The band are survivors, outlasting their contemporaries in the short life world of music. Belle and Sebastian are also a band which transcend generations; the kind you discover in your formative years when you shake off the bad taste. To categorise them as a ‘Dad band’ would be for lack of an appreciation for their universality. As Geddes puts it: “I think it’s probably the whole package; the melodies, the point of views in the music. At the end of the day there’s that kind of positive feeling in some of the songs that people respond to. It’s an inclusive worldview.” They’re a band beyond demarcated categories, defined by their own style.

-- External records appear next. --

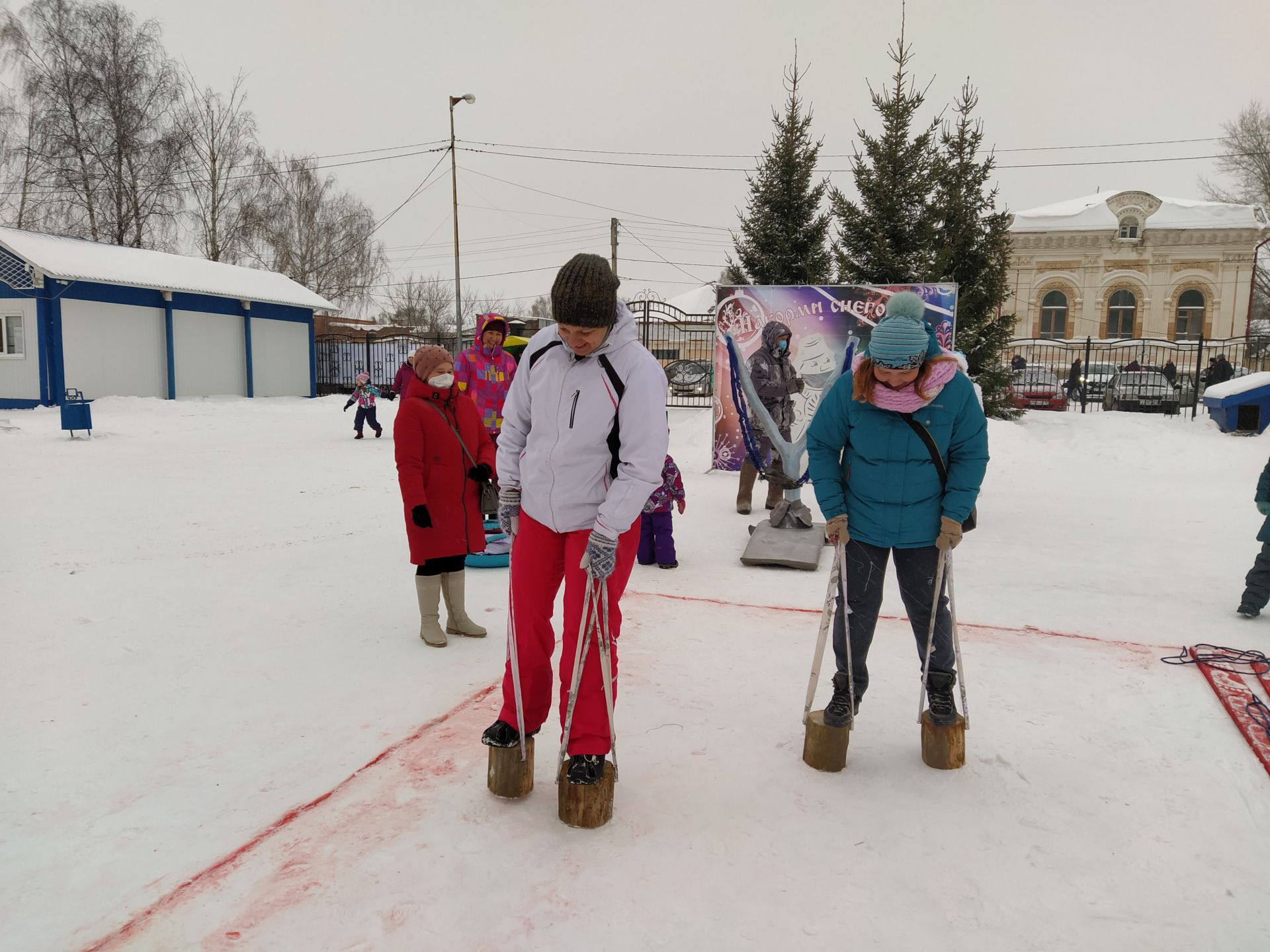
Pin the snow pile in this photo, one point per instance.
(1238, 385)
(210, 621)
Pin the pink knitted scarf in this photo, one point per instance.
(907, 400)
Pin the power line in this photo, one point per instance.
(827, 155)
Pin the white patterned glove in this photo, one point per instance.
(601, 556)
(509, 510)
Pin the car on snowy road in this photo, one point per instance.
(1144, 391)
(1038, 390)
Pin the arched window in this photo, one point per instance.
(1121, 313)
(1191, 315)
(1053, 315)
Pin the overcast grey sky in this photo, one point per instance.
(700, 78)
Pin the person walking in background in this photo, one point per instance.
(882, 492)
(657, 526)
(364, 395)
(582, 450)
(777, 382)
(1256, 592)
(444, 455)
(486, 372)
(404, 375)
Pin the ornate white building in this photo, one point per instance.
(1130, 264)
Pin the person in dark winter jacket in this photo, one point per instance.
(364, 395)
(582, 448)
(405, 374)
(657, 527)
(777, 382)
(444, 455)
(1256, 593)
(880, 491)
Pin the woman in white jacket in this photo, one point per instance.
(582, 450)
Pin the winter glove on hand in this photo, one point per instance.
(601, 556)
(951, 534)
(509, 510)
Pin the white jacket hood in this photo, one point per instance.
(586, 444)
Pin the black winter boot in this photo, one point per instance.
(501, 734)
(939, 694)
(837, 713)
(586, 768)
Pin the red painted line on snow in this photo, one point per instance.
(138, 923)
(1235, 695)
(1027, 630)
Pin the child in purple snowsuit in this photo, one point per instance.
(364, 395)
(657, 532)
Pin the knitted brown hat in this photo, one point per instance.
(585, 294)
(427, 358)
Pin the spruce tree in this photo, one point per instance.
(784, 233)
(972, 241)
(888, 237)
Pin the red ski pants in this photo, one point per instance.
(541, 560)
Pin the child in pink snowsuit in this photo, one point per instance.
(657, 532)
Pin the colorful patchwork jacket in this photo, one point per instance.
(486, 375)
(671, 489)
(364, 397)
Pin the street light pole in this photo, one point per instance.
(454, 187)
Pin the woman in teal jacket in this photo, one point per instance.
(882, 493)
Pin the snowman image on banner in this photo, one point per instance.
(816, 366)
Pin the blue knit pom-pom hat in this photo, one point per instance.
(901, 339)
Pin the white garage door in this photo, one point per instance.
(114, 349)
(280, 358)
(211, 354)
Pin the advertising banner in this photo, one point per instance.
(822, 321)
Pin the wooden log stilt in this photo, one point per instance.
(825, 748)
(508, 776)
(587, 807)
(943, 748)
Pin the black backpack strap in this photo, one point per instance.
(615, 441)
(536, 354)
(925, 436)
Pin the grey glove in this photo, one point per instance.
(509, 509)
(601, 556)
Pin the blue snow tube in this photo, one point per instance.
(479, 560)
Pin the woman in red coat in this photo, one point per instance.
(441, 489)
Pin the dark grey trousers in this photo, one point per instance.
(865, 573)
(1257, 580)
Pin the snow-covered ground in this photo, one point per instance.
(207, 621)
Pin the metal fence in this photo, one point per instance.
(341, 357)
(1167, 376)
(683, 344)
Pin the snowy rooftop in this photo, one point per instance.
(77, 259)
(1091, 214)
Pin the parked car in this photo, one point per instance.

There’s an awareness that every time you record you’re adding to a big pile of millions of other records, but you do it because it’s a process that gets you out of bed in the morning

20 years is a long time to tour but, as Geddes points out, new music is the key to making it exciting, and in turn that unites the band in performance. Each crowd is different and needs won over. Off the back of three EP compilation How To Solve Our Human Problems the band are approaching their tenth studio album, but they’re not yet ready to consider their place in music history, still seeing themselves as outsiders even with their longevity. “I don’t think I could fully explain it. If you look at it objectively: we get mainstream coverage, we’ve played all the festivals – in some instances we are almost deluding ourselves. I guess we’re asking if we’re just a band who never had a hit! It’s just a feeling, and it’s not a bad feeling – it keeps you going, even if it disintegrates upon close inspection.”

Two decades deep, Belle And Sebastian are still carving out their niche in the music world. They’re throwbacks; music enthusiasts who make art out of necessity not delusions of grandeur. “I think we feel fortunate to be in the middle where we’re making a living, but it’s also an internal thing. There’s an awareness that every time you record you’re adding to a big pile of millions of other records, but you do it because it’s a process that gets you out of bed in the morning.” Here’s to 20 more.

Belle And Sebastian play Sage Gateshead on Thursday 22nd March.